Ora, este rei tinha um rouxinol
que cantava as melodias mais doces que se possa imaginar. Ele considerava o
rouxinol seu maior tesouro, e literalmente achava que a vida sem ele seria
insuportável. Portanto ele chamou o camponês ao palácio e presenteou-o com o
pássaro.
“Isto,” disse o rei, é pela sua
lealdade e devoção. “Obrigado, Majestade,” disse o campônio, e levou o presente
real à sua humilde morada.
Dias depois, o rei estava
passando pela aldeia do camponês e ordenou ao cocheiro que parasse à porta da
casa dele.
“E então, está apreciando o meu
presente?” inquiriu ao seu amado súdito.
“Para dizer a verdade,
Majestade, a carne da ave estava um pouco dura – quase intragável, se me
permite. Porém eu a cozinhei com batatas, e isso deu ao cozido um sabor
melhorzinho.”
Um Sábio Chora
A história de Yossef
revelando-se aos irmãos após décadas de triste separação é uma das mais
dramáticas de toda a Torá. Vinte e dois anos antes, quando Yossef tinha
dezessete anos, seus irmãos o raptaram, atiraram-no num poço e o venderam como
escravo a mercadores egípcios. No Egito ele passou doze anos na prisão, de onde
se ergueu para tornar-se vice-rei do país. Agora, mais de duas décadas depois,
o momento finalmente foi propício para a reconciliação.
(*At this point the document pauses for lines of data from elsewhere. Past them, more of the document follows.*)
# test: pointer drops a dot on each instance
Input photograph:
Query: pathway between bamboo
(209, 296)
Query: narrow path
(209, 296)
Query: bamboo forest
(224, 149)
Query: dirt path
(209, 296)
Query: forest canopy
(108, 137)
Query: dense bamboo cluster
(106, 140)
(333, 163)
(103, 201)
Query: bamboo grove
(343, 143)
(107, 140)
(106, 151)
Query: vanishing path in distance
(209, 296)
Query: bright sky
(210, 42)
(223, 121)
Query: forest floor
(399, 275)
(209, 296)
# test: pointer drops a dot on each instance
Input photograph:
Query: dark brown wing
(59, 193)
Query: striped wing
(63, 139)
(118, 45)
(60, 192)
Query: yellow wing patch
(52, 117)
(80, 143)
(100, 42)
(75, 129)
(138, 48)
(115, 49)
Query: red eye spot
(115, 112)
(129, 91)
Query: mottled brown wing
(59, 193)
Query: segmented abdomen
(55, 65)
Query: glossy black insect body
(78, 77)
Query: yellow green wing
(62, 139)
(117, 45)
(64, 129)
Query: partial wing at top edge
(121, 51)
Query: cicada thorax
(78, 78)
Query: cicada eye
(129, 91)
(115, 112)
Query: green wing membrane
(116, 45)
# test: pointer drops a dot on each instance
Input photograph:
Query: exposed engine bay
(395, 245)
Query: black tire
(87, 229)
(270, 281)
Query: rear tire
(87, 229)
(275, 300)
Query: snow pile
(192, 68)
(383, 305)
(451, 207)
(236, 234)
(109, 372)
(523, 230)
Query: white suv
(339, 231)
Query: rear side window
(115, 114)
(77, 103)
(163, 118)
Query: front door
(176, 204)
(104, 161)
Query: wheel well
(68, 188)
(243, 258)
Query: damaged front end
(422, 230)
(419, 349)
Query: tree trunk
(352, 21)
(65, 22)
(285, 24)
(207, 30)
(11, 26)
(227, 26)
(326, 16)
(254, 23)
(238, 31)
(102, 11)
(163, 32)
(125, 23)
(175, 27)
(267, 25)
“Yossef não conseguia dominar
suas emoções,” relata a Torá na porção da Torá 1. Ele mandou que todos os seus
ajudantes egípcios saíssem da sala. E começou a chorar com soluços tão altos
que os egípcios podiam ouvi-lo do lado de fora. E Yossef disse aos irmãos: “Eu
sou Yossef! Meu pai ainda vive?” Os irmãos ficaram tão estupefatos que não
conseguiram responder 2
O Talmud relata que3 sempre que
o grande Sábio Rabi Elazar chegava a este versículo, “Seus irmãos ficaram tão
estupefatos que não puderam responder,” ele começava a chorar. Rabi Elazar
dizia: “Se a admoestação de um homem de carne e osso (Yossef) é tão poderosa
que causa tanta consternação, a reprimenda de D’us (quando vier) causará ainda
mais vergonha.”Porém, parecem estar faltando dois pontos na declaração de Rabi
Elazar. Primeiro, o versículo não declara meramente que “Yossef disse aos
irmãos: ‘Eu sou Yossef! Meu pai ainda vive?’” Isso para mim não soa como
admoestação…
Em segundo lugar, a comparação
entre a reprimenda de Yossef aos irmãos e a de D’us à humanidade parece ser
exagerada. Os irmãos pessoalmente venderam Yossef à escravidão, sujeitando-o ao
pior tipo de abuso. Portanto, eles ficaram em profundo choque quando o
enfrentaram. Nenhum de nós jamais fez uma afronta semelhante a D’us, para
sentir tanto medo face à reprimenda Divina4.
O sonhador inocentePara
entender isto, devemos relembrar a idéia declarada muitas vezes de que todos os
personagens citados na Torá não são apenas pessoas físicas que viveram num
determinado período de tempo. Eles também incorporaram forças psicológicas e
espirituais específicas, existindo continuamente dentro do coração humano.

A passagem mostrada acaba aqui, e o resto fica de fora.